Volodymyr Zelensky si rivolge all'Italia e intervenuto in videocollegamento al Global Policy Forum dell'Ispi a Milano in occasione della Giornata Internazionale del Rifugiato dichiara: "L'Ucraina ha bisogno di aiuto: rifornimenti, alimenti, armi ed equipaggiamenti moderni" e poi quasi supplicando: "Per favore, sosteneteci". Il presidente ucraino dopo essersela presa con la Germania nelle ultime settimane, rea di essere arrivata tardi all'appuntamento con la guerra, adesso ha messo nel mirino l'Italia.

Zelensky: "Abbiamo bisogno di armi ed equipaggiamenti moderni"

Draghi deve preoccuparsi? Forse. Ma tra pochi giorni avremo la risposta con la risoluzione sulle armi a Kiev. E se i desideri di Zelensky verranno esauditi. "Non possono bastare le sanzioni alla Russia. L'Ucraina deve rinascere dalle proprie ceneri: dobbiamo permettere alle persone di tornare nelle proprie case, questa deve essere la nostra priorità, altrimenti avremo una crisi senza precedenti". 

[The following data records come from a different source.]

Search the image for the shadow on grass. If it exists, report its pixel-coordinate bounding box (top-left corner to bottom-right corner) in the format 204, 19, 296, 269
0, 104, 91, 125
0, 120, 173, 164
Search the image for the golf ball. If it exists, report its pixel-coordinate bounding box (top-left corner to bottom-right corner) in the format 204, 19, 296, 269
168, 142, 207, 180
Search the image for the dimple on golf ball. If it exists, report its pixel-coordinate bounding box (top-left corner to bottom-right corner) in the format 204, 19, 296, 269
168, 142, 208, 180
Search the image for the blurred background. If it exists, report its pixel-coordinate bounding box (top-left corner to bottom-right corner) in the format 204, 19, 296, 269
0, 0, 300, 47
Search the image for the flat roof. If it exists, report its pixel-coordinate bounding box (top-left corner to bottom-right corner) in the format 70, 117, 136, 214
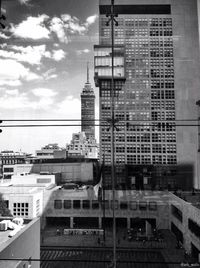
48, 186, 170, 201
0, 217, 39, 251
0, 260, 21, 268
0, 184, 44, 194
176, 192, 200, 209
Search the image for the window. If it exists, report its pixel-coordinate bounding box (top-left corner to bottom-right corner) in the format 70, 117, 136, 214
73, 200, 81, 209
64, 200, 72, 209
13, 203, 29, 217
171, 205, 183, 222
82, 200, 90, 209
102, 200, 109, 209
54, 200, 62, 209
149, 201, 157, 210
130, 201, 137, 210
139, 201, 147, 210
92, 200, 99, 209
110, 200, 119, 209
188, 219, 200, 239
120, 201, 128, 209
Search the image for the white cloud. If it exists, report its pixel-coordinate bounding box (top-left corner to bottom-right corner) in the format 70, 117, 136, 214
0, 45, 51, 65
56, 96, 81, 119
52, 49, 66, 61
86, 14, 98, 25
43, 68, 58, 80
50, 17, 69, 44
76, 48, 90, 55
10, 13, 98, 44
0, 80, 22, 87
6, 89, 19, 95
0, 59, 40, 86
32, 88, 57, 97
11, 14, 50, 40
0, 90, 30, 110
0, 32, 10, 39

"Dobbiamo assicurarci -ha aggiunto- che i rifugiati e gli sfollati tornino a casa, non importa dove cerchino rifugio: dobbiamo fare in modo che siano in grado di tornare in Ucraina", minacciando poi, "pensate cosa succederebbe se l'economia italiana si fermasse". "Ciò che vogliamo è la fine della guerra e che la nostra terra non appartenga a nessun altro. Stiamo proteggendo i nostri obiettivi e valori comuni con l'Europa. Per noi questo è un fattore unificante e credo che sia per questo che abbiamo ricevuto lo status di candidato. L'Ue deve solo considerarci un partner alla pari".

Zelensky: "Ucraini torneranno a casa"

"117° giorno di guerra. In questo periodo, più di 5 milioni di ucraini sono stati costretti a lasciare le loro case e ad andare all'estero. Per principio non voglio chiamare questi ucraini rifugiati. Credo che torneranno a casa. Non appena la Russia uscirà dalla nostra terra. Non appena sarà stabilita la pace. Faremo tutto il possibile per questo". "Vorrei ringraziare il vostro popolo, la vostra città e il premier Draghi per l'assistenza alla nostra popolazione, specialmente a donne e bambini". "Dobbiamo assicurarci che rifugiati e sfollati possano tornare a casa, possiamo creare un precedente storico. Abbiamo dimostrato che non è possibile distruggere l'Ucraina", ha aggiunto con la consueta convinzione.